Application of data mining in health care is an attracting field of research. Proposed research work provides an overview of this emerging field, clarifying how data mining techniques is applicable on healthcare analysis to predict the mode of diabetic intervention control. In the last few years, the ‘data mining’ technique has been increasingly used in the medical and clinical diagnostics. In general, data mining is the analysis of observation data sets to find unsuspected relationship and we will summarize the data in novel ways that are understandable and useful to the common man and medical fraternity. In this paper, we give a methodological review of data mining, focusing on diabetic data analysis process using classification technique and highlighting ROC plots and formation of confusion matrix to give the performance measures of related to best mode of diabetic intervention control.

MATERIALS AND METHODS

WHO’s 2005 data collection: The dataset was collected from World Health Organisation’ s (WHO), NCD risk factor, a standard report of Ministry of Health, Saudi Arabia, 2005 (WHO, 2005). This is publicly available dataset on the web portal of WHO (http://www.emro.who.int/ncd/pdf/stepwise_saa_05.pdf)
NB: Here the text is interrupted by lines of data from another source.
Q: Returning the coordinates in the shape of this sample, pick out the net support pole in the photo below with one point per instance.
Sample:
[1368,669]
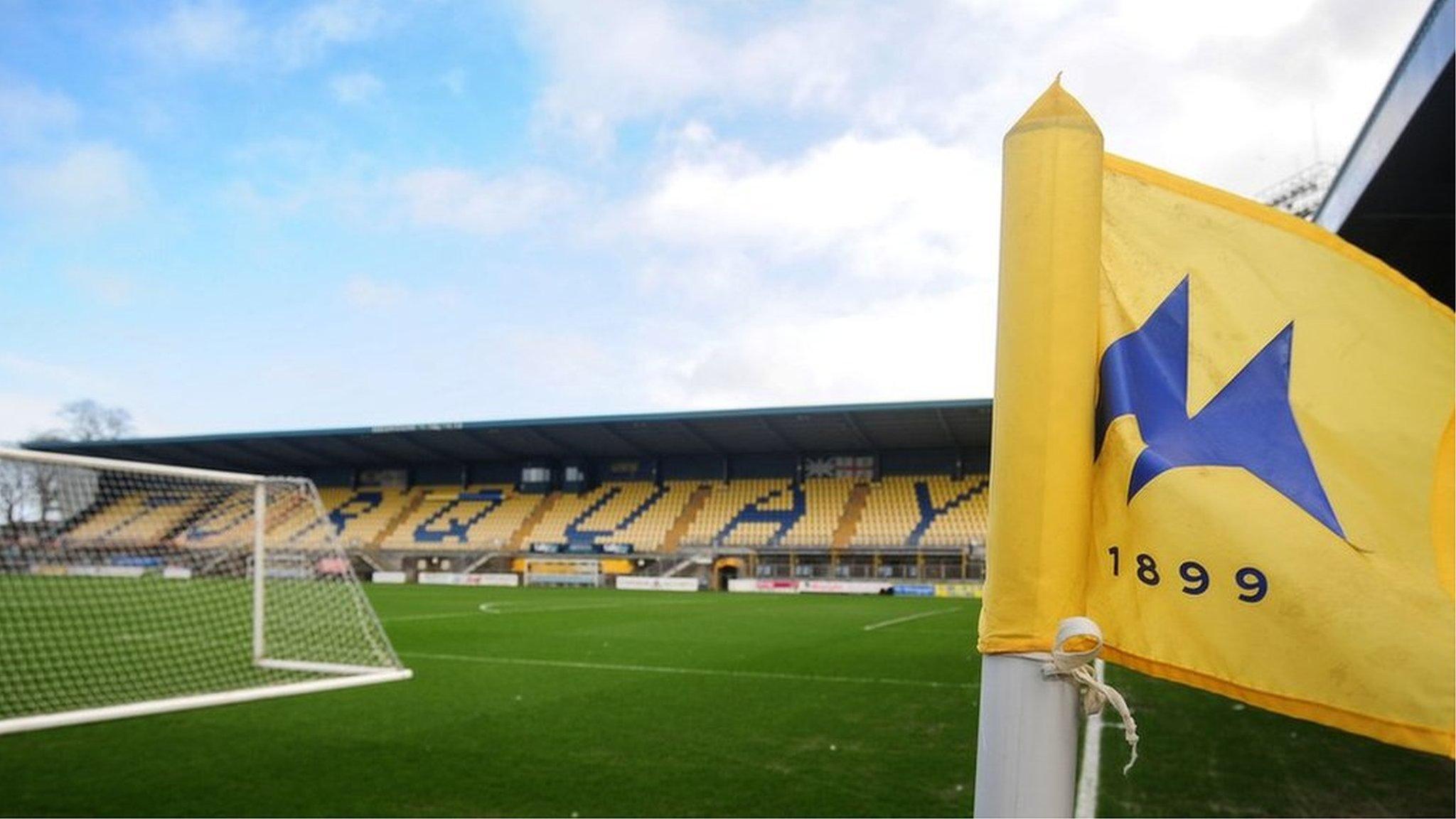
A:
[1042,455]
[259,569]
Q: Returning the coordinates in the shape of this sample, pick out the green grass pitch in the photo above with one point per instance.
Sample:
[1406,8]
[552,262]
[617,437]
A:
[618,703]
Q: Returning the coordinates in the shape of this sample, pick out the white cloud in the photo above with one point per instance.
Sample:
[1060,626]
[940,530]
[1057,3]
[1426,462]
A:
[215,33]
[892,209]
[28,114]
[109,287]
[372,294]
[23,416]
[468,201]
[305,37]
[210,33]
[37,390]
[355,88]
[453,80]
[892,348]
[87,184]
[1224,92]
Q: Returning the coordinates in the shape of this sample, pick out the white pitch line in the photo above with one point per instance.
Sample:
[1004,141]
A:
[690,672]
[490,608]
[1089,778]
[899,620]
[476,611]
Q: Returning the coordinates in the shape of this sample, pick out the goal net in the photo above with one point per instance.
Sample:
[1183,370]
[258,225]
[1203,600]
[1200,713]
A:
[130,589]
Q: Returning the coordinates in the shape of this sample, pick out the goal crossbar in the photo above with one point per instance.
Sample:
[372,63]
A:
[255,560]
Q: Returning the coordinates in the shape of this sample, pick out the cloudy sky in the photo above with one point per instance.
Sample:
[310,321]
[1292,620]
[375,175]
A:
[230,216]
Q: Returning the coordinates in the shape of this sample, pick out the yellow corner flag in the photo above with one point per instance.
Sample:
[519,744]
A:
[1250,423]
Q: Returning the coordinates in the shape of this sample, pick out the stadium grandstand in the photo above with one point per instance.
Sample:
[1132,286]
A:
[892,491]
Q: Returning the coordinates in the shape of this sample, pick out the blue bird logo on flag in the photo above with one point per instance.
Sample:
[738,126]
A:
[1250,423]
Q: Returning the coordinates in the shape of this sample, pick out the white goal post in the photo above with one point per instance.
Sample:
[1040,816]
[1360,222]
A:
[132,589]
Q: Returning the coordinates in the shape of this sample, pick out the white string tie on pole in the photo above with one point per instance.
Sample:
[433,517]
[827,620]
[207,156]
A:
[1076,666]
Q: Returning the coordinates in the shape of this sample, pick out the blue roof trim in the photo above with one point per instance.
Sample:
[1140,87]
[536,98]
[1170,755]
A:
[1421,65]
[520,423]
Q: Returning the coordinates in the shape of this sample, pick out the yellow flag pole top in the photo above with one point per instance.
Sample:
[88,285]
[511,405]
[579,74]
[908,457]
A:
[1042,455]
[1046,375]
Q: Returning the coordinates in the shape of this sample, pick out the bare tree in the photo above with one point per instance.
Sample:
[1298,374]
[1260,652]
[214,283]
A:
[87,420]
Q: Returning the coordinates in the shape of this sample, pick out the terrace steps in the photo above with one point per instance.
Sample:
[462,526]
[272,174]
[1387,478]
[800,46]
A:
[854,510]
[686,518]
[529,525]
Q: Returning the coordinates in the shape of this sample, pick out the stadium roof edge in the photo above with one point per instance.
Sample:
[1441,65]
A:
[825,429]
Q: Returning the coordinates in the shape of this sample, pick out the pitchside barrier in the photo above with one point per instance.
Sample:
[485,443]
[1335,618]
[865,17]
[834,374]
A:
[629,583]
[461,579]
[781,587]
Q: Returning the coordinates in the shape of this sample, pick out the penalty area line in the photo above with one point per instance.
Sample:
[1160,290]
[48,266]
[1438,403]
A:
[692,672]
[899,620]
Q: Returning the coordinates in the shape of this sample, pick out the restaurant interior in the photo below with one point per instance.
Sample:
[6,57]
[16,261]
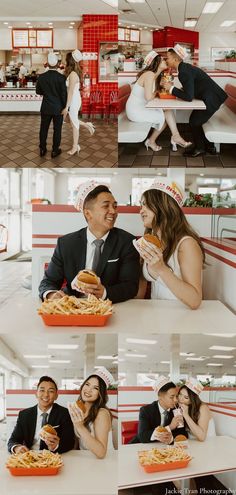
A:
[207,31]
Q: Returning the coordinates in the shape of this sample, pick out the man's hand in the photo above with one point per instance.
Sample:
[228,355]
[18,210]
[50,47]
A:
[20,449]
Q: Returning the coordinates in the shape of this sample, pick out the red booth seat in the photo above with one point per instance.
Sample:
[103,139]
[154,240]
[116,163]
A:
[128,430]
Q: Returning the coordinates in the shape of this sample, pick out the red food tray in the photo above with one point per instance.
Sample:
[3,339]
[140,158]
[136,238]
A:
[50,471]
[75,320]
Process of model building: The approach of process of model building is carried out in data mining technique the steps of generation of model are described in the process model as given in the Fig. 1 data mining process of model building.

Database design: The database was designed in oracle 10g database. The data of all six tables ‘drug’, ‘diet’, ‘weight’, ‘smoke_cessation’, ‘exercise’ and ‘insulin’ interventions had been designed and merged into a single table named ‘diab_treatment’ in oracle 10 g database.

Connecting server to client: In present case the server is Oracle database 10 g and connection is established with Oracle data miner 10 g. To establish connection it requires certain important privileges from server side (SYSDBA) to designed schema.

Building model: The oracle data miner applies the mechanism of building, testing and applying a model in order to find the mode of diabetic intervention control.

Data mining technique-classification: Classification function predicts class membership for categorical target. The algorithm used in classification technique is ‘Support Vector Machine’.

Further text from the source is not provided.